Updated 2010-09-08 04:08:31 by AMG

Named pipes on Unix edit

Adapted (read; ripped with some minor editing) from a Linux man-page: pipe (7)

Pipes and FIFOs (also known as named pipes) provide a unidirectional interprocess communication channel. A pipe has a read end and a write end. Data written to the write end of a pipe can be read from the read end of the pipe.

A FIFO (short for First In First Out) has a name within the file system, and is opened as a regular file. Any process may open a FIFO, assuming the file permissions allow it, and may then read or write to it as appropriate.

I/O on Pipes and FIFOs

The only difference between pipes and FIFOs is the manner in which they are created and opened. Once these tasks have been accomplished, I/O on pipes and FIFOs has exactly the same semantics.

The communication channel provided by a pipe is a byte stream: there is no concept of message boundaries.

Pipe Capacity

A pipe has a limited capacity. If the pipe is full, then a write will block or fail, depending on whether the pipe was opened in non-blocking mode. Different implementations have different limits for the pipe capacity. Applications should not rely on a particular capacity: an application should be designed so that a reading process consumes data as soon as it is available, so that a writing process does not remain blocked.

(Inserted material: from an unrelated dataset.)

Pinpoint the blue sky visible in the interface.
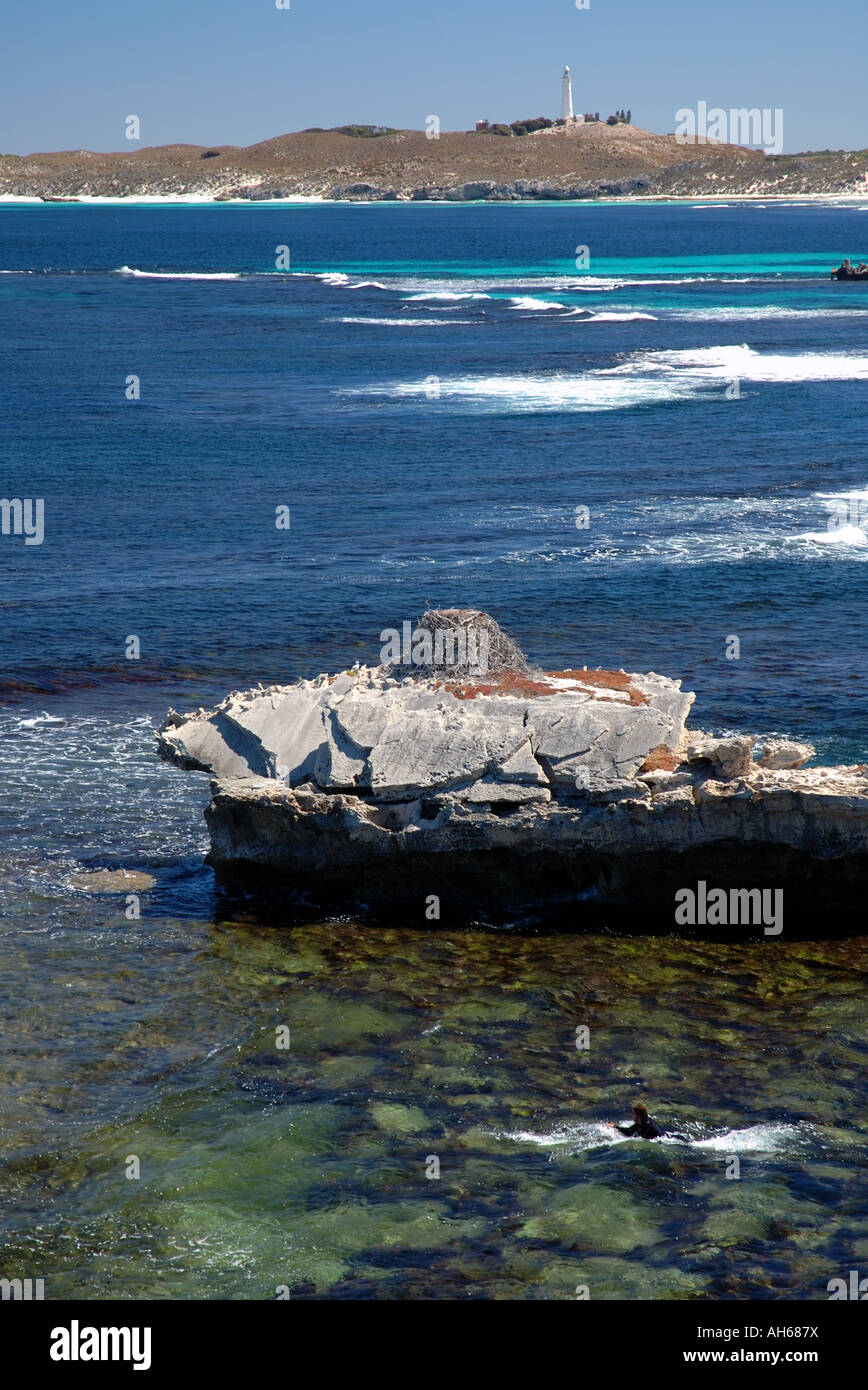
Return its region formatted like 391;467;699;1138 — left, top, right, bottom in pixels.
2;0;865;155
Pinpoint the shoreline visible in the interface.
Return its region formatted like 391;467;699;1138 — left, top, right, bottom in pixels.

In Linux versions before 2.6.11, the capacity of a pipe was the same as the system page size (e.g., 4096 bytes on x86). Since Linux 2.6.11, the pipe capacity is 65536 bytes.

Portability notes

On some systems (but not Linux), pipes are bidirectional: data can be transmitted in both directions between the pipe ends. According to POSIX.1, pipes only need to be unidirectional. Portable applications should avoid reliance on bidirectional pipe semantics.

Named pipes on Windows edit

Windows also supports named pipes, albeit with different semantics. TWAPI provides commands [1] for communicating over named pipes from Tcl.